Here the --strip_paths 3 option strips the first 2 path components from the file name. The saved file links will be automatically adjusted to point to the PDF files, however, manually may be changed using the --path_suffix .pdf option.

  1. Serve the embeddings
npm run dev
npm run build

Alternatively you can just run ./build.sh to build the embeddings and the frontend into a single output directory dist/.

./build.sh ../notes/*/*.tex --strip_paths 3

GitHub Actions

This repository includes a GitHub Actions workflow component, which can be used to automate the embedding and deployment process.
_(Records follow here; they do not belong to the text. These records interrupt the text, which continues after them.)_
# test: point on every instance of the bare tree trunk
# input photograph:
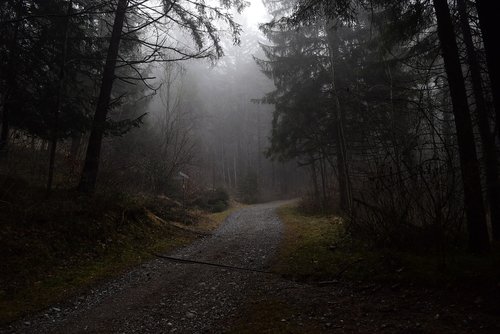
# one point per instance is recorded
(343, 172)
(11, 86)
(473, 200)
(487, 138)
(89, 174)
(488, 12)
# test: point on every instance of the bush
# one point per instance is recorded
(216, 200)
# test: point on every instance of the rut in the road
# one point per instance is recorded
(163, 296)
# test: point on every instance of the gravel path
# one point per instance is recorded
(163, 296)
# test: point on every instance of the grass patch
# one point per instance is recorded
(317, 248)
(217, 218)
(270, 316)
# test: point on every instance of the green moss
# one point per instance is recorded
(316, 248)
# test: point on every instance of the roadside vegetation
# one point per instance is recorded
(53, 247)
(318, 248)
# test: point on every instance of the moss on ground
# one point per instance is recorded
(317, 248)
(52, 248)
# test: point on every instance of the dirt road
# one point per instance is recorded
(162, 296)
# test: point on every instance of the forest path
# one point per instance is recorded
(162, 296)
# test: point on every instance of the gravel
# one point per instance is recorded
(162, 296)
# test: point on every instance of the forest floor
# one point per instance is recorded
(299, 294)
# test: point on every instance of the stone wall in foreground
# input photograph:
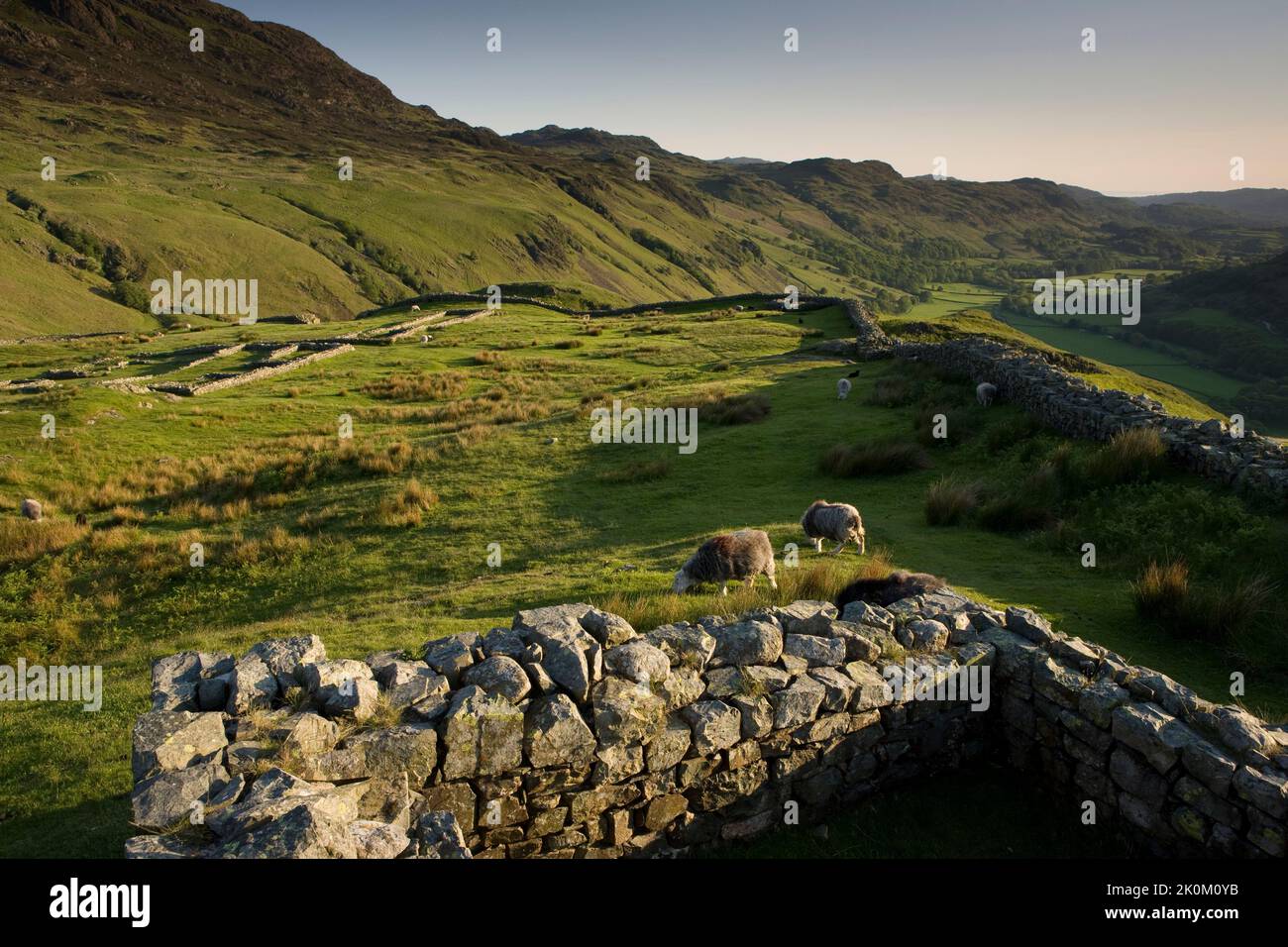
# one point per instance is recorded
(571, 735)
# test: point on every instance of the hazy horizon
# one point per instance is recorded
(1172, 93)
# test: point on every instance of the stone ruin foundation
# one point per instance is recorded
(570, 735)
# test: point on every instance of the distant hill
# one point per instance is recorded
(1250, 204)
(224, 163)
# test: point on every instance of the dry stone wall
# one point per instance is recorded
(1078, 408)
(571, 735)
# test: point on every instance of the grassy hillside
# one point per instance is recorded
(232, 172)
(482, 437)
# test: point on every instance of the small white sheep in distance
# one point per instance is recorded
(733, 556)
(833, 521)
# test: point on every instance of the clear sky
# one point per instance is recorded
(999, 88)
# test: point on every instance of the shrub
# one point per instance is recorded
(717, 407)
(1136, 454)
(949, 502)
(421, 386)
(1211, 612)
(1006, 434)
(875, 459)
(892, 392)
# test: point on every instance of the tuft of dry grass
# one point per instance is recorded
(716, 406)
(1136, 454)
(949, 502)
(1214, 612)
(636, 472)
(876, 459)
(24, 540)
(407, 506)
(819, 579)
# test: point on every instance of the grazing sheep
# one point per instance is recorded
(732, 556)
(833, 521)
(885, 591)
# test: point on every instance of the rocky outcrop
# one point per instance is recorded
(571, 735)
(1078, 408)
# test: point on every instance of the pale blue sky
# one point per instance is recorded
(1000, 88)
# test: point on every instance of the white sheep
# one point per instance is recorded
(733, 556)
(833, 521)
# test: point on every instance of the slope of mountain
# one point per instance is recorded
(1263, 205)
(227, 162)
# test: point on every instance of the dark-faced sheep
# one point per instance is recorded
(833, 521)
(885, 591)
(729, 557)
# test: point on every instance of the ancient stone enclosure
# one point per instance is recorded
(571, 735)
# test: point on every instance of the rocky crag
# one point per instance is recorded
(1077, 408)
(571, 735)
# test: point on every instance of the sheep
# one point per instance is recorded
(732, 556)
(833, 521)
(885, 591)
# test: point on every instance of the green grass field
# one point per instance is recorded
(307, 534)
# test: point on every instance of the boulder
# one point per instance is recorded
(570, 655)
(686, 646)
(170, 740)
(498, 676)
(639, 661)
(284, 655)
(377, 839)
(438, 835)
(450, 657)
(252, 684)
(798, 703)
(176, 796)
(747, 642)
(482, 735)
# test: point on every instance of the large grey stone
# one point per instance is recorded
(498, 676)
(557, 735)
(167, 740)
(715, 725)
(747, 642)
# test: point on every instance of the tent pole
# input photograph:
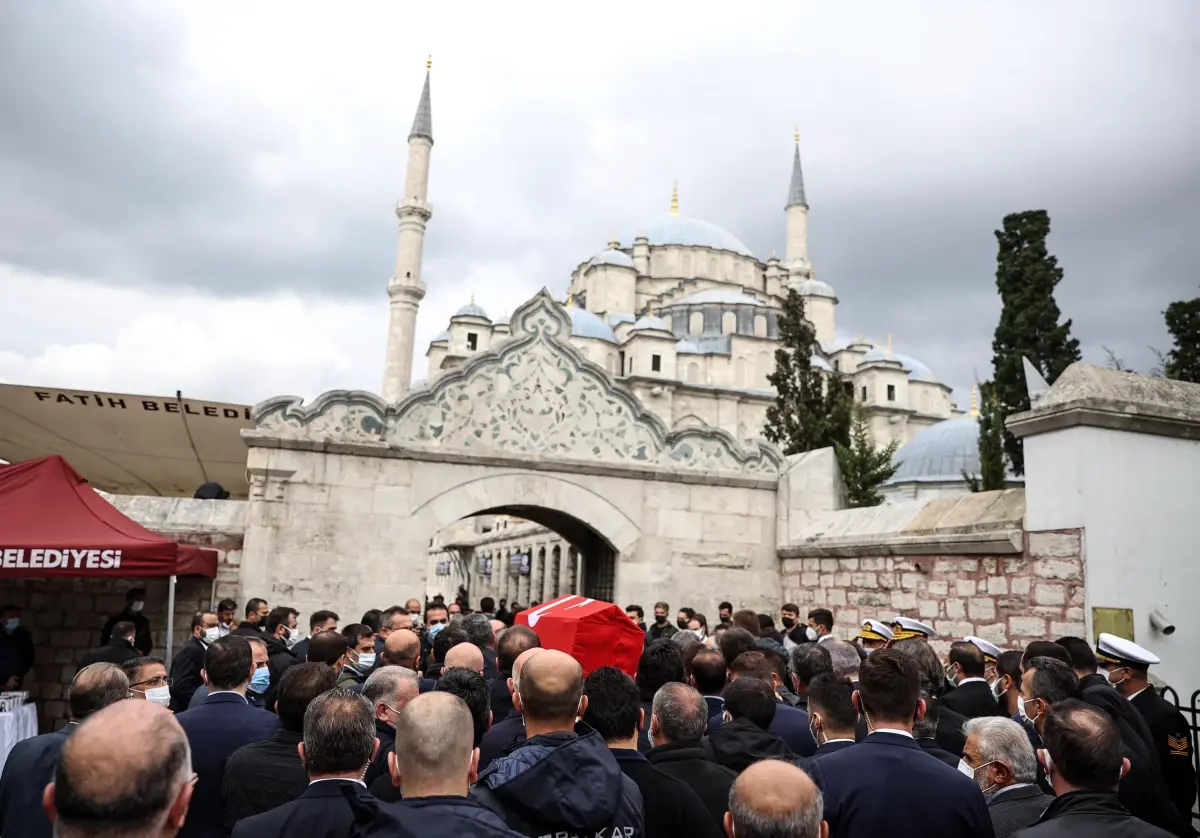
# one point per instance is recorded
(171, 620)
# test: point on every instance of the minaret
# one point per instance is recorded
(405, 288)
(797, 222)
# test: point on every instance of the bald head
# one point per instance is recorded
(551, 686)
(435, 734)
(148, 796)
(401, 648)
(774, 798)
(466, 656)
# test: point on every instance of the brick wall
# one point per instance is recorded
(65, 616)
(1009, 600)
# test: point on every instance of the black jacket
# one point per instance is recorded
(672, 808)
(28, 770)
(1173, 744)
(325, 809)
(739, 743)
(1013, 809)
(687, 761)
(262, 776)
(972, 700)
(1090, 814)
(438, 818)
(142, 641)
(562, 782)
(117, 652)
(185, 674)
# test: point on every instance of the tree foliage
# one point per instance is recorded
(991, 443)
(1026, 275)
(813, 408)
(1183, 322)
(864, 467)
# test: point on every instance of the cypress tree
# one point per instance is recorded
(1026, 275)
(1183, 322)
(811, 407)
(864, 467)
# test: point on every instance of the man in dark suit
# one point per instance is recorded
(220, 726)
(264, 774)
(339, 742)
(972, 694)
(1002, 762)
(832, 716)
(30, 765)
(135, 600)
(118, 651)
(678, 723)
(189, 663)
(882, 786)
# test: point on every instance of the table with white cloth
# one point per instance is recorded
(16, 725)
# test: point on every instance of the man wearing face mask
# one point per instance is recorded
(1000, 759)
(135, 600)
(189, 662)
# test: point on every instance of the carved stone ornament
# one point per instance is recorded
(532, 395)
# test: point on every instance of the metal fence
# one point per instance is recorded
(1192, 713)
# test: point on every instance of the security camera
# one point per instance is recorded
(1161, 622)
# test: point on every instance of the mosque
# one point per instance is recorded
(687, 317)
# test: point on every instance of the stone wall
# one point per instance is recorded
(66, 615)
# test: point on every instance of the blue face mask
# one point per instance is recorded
(261, 681)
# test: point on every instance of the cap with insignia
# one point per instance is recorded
(903, 628)
(875, 629)
(1114, 650)
(990, 651)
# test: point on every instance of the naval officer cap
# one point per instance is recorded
(875, 629)
(903, 628)
(1114, 650)
(990, 651)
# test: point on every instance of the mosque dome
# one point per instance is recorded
(681, 229)
(612, 256)
(719, 295)
(940, 454)
(587, 324)
(472, 310)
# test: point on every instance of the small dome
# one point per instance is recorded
(618, 258)
(721, 295)
(679, 229)
(586, 324)
(815, 288)
(651, 323)
(472, 310)
(940, 454)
name: Test Static Embed DB Action

jobs:
  build-embed-db:
    runs-on: ubuntu-latest
    steps:
      - uses: actions/checkout@v4
      - uses: TCA166/static-embed-db@main # or @v1 after tagging
        with:
          glob: '../*/*.tex'
          strip_paths: 1
          dist_dir: .

The above, will generate the embeddings based on .tex files in subdirectories of the current directory and build the frontend into dist/ in the current directory.

Architecture

First, in Python, a given embedding model is loaded and converted to ONNX format. After that, the provided files are loaded, preprocessed using lexers provided by pygments, and converted into embeddings using the ONNX model. With the embeddings generated, the frontend is built, under the following assumptions:

  • The model is available under /model/
  • The embedding DB is available as /embeddings.json
  • The indexed files in the DB are available, under the paths provided to generate.py. Here; the --strip_paths option may come in handy to adjust the file paths in the DB.

Feel free to reference my use-case, deployed at GitHub Pages.